The Burmese slaves sat on the floor and stared through the rusty bars of their locked cage, hidden on a tiny tropical island thousands of miles from home.
Just a few yards away, other workers loaded cargo ships with slave-caught seafood that clouds the supply networks of major supermarkets, restaurants and even pet stores in the United States.
Here, in the Indonesian island village of Benjina and the surrounding waters, hundreds of trapped men represent one of the most desperate links criss-crossing between companies and countries in the seafood industry. This intricate web of connections separates the fish we eat from the men who catch it, and obscures a brutal truth: Your seafood may come from slaves.
The men The Associated Press spoke to on Benjina were mostly from Myanmar, also known as Burma, one of the poorest countries in the world. They were brought to Indonesia through Thailand and forced to fish. Their catch was shipped back to Thailand, and then entered the global commerce stream.

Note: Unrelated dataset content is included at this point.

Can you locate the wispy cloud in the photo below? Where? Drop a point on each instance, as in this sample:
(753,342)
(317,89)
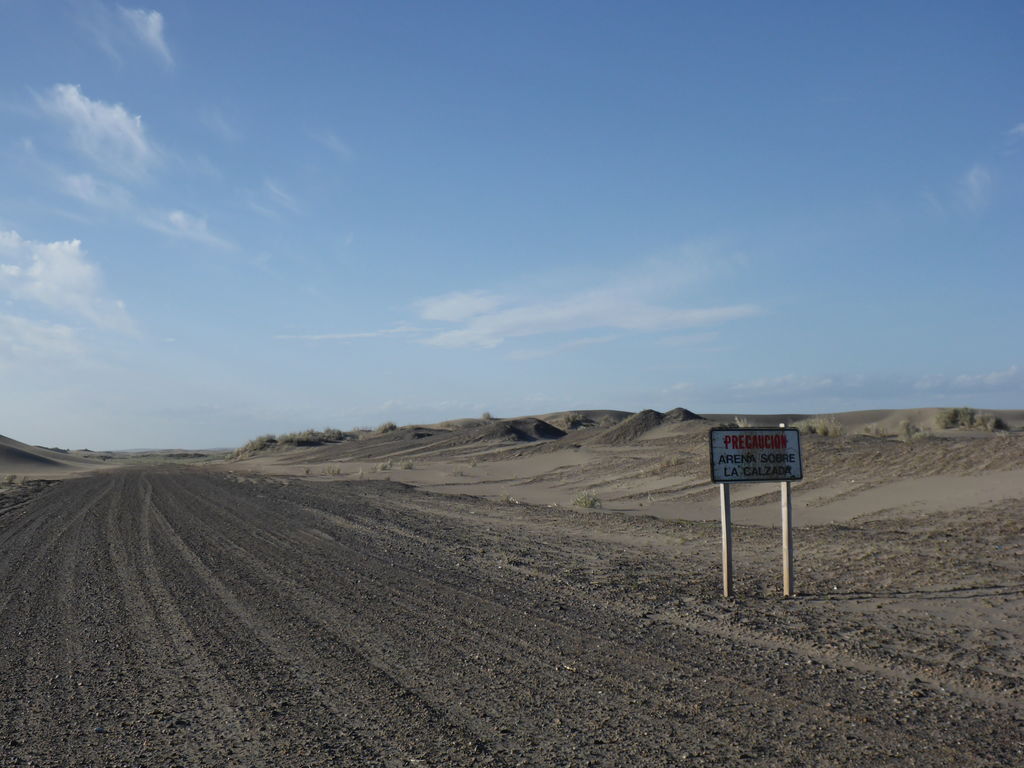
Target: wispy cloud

Tainted fish can wind up in the supply chains of some of America's major grocery stores, such as Kroger, Albertsons and Safeway; the nation's largest retailer, Wal-Mart; and the biggest food distributor, Sysco. It can find its way into the supply chains of some of the most popular brands of canned pet food, including Fancy Feast, Meow Mix and Iams. It can turn up as calamari at fine dining restaurants, as imitation crab in a California sushi roll or as packages of frozen snapper relabeled with store brands that land on our dinner tables.